Adrián se calla de golpe. Hace un silencio largo y ahora se me cae una lágrima a mí. Él se ríe con timidez. Le digo que por eso es el oficio más noble del mundo y él me desafía con otros. Nombra los enfermeros, los médicos sin fronteras, los maestros rurales. Le digo que esos también son oficios nobles, pero en todos los casos es su modo de vida. Ustedes no, le digo, ustedes lo hacen sin contraprestación, sólo pensando en el otro, como decís vos. Es más, a veces ponen en riesgo hasta su propio trabajo cuando faltan para combatir incendios.
Adrián agacha la cabeza. Es cierto, dice, a mí no me pasó nunca porque el dueño es una gran persona, pero a algunos compañeros no los esperaron. En una temporada de incendios no podían estar pagando dos sueldos, les dijeron, y los dejaron en bolas.
Vuelve a mirar la foto en el celular. Lo lindo es que estoy de espaldas, dice. Porque no te creas que no me dan ganas de que me reconozcan o hagan celebraciones por nuestro laburo, que nos cuelguen medallas al valor y todo eso. Pero después tenés el riesgo de que cambie tu prioridad. Que te importe más tu orgullo que las cosas que tenés que proteger. Si empezara a preocuparnos el bronce entonces ya no sería el oficio más noble del mundo, como vos decís.
Por eso preferís perderte detrás de la cortina de humo, le digo, aunque haya otros que no son bomberos y se sacan fotos adelante.
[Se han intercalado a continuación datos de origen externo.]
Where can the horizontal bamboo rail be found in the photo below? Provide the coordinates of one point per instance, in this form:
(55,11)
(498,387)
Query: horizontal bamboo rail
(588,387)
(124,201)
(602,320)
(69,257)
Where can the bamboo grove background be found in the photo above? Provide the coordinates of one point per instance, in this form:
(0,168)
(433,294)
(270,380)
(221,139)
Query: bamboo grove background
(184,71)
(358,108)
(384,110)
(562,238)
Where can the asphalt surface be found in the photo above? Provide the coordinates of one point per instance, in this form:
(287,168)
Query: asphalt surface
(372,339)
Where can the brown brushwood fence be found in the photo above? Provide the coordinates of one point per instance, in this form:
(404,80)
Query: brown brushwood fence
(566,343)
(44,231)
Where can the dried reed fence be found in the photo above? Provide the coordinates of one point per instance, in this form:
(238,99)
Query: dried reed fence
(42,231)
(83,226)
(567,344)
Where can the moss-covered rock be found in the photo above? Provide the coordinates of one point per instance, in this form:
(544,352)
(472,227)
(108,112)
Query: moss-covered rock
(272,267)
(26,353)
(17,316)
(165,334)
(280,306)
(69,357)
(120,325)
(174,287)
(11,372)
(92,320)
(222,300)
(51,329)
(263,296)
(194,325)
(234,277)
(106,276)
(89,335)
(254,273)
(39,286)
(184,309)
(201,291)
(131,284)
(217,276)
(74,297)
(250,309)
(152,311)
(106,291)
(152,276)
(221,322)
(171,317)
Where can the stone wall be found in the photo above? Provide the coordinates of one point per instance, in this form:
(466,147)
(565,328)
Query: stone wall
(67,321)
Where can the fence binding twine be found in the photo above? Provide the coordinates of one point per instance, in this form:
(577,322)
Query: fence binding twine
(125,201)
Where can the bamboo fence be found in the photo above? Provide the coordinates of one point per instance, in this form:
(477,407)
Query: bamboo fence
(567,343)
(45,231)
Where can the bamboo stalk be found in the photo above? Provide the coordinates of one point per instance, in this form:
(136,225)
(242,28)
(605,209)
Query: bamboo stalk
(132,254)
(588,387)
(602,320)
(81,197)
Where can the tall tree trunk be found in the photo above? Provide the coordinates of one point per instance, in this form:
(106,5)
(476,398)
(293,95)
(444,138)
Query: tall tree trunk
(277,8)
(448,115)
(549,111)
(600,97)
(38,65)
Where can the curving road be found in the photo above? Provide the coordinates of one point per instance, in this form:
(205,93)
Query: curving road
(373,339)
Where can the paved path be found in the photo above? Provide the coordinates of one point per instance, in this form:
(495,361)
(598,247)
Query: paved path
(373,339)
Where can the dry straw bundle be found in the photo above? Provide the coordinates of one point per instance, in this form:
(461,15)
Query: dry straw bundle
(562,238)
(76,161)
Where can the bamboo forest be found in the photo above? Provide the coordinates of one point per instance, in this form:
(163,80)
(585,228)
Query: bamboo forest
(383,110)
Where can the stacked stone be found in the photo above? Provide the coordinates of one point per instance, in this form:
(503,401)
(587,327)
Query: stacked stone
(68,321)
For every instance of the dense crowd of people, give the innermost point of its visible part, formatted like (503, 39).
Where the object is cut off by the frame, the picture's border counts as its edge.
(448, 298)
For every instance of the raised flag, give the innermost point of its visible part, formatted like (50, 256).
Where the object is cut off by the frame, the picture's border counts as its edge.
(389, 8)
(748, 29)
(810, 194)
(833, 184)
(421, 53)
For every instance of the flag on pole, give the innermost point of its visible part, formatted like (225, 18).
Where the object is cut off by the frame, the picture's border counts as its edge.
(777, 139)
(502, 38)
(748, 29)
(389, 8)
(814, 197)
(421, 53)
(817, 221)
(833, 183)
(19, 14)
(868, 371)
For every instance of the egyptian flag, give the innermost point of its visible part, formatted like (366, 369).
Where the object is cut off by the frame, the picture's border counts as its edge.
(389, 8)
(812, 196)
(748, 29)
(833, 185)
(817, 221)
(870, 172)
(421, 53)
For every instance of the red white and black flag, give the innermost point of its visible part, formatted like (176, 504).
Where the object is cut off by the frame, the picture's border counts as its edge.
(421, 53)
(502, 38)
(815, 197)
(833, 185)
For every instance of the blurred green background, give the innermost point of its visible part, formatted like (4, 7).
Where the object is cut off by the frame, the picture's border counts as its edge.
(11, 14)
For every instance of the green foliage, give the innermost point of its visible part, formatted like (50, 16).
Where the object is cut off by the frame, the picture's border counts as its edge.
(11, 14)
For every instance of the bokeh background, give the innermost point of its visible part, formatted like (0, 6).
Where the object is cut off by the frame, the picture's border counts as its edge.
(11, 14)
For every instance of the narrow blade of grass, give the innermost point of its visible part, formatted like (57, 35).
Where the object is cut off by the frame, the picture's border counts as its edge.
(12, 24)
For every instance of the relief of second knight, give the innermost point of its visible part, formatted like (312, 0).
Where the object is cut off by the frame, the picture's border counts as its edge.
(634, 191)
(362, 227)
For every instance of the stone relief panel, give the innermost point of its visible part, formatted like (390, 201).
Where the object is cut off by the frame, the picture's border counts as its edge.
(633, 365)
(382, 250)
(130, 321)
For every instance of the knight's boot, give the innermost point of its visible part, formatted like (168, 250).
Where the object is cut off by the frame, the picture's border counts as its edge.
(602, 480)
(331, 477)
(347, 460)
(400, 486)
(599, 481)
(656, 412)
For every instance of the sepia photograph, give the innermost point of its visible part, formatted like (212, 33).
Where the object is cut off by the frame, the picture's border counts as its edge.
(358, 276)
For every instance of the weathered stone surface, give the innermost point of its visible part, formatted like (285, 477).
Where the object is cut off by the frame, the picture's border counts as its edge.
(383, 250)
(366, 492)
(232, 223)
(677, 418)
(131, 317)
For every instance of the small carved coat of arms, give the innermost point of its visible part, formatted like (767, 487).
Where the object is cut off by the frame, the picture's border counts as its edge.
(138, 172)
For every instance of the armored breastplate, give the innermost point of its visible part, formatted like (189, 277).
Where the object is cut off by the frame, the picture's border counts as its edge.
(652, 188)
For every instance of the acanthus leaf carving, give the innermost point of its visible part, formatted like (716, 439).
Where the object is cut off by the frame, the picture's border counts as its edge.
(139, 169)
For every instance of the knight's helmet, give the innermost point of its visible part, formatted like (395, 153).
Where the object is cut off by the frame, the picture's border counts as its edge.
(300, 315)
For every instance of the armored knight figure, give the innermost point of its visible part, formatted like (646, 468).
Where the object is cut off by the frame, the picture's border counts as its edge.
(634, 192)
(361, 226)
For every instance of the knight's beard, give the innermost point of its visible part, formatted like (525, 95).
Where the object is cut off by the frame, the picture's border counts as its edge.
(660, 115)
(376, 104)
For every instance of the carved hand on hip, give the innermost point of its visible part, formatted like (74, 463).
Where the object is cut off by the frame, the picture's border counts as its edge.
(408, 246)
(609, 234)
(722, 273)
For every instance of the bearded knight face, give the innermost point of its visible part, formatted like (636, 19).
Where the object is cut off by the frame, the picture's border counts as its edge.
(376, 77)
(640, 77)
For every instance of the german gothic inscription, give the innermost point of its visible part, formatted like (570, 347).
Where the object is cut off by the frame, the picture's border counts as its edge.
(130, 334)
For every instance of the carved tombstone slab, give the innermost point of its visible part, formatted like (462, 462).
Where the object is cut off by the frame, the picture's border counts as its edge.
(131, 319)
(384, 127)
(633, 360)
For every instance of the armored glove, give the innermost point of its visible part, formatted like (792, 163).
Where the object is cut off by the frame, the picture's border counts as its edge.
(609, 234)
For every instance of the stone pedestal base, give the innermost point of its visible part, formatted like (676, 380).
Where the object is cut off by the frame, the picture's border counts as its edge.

Adrián se encoge de hombros. Es un problema de ellos, dice. A mí lo que me importa es subir al cerro, no quedarme sin agua y apagar ese fuego. Me importa la cara de felicidad de la vecina que ya no corre peligro. Y sí, me gusta pensar que detrás de la cortina de humo hay un infierno, pero que aun las llamas más altas se pueden apagar.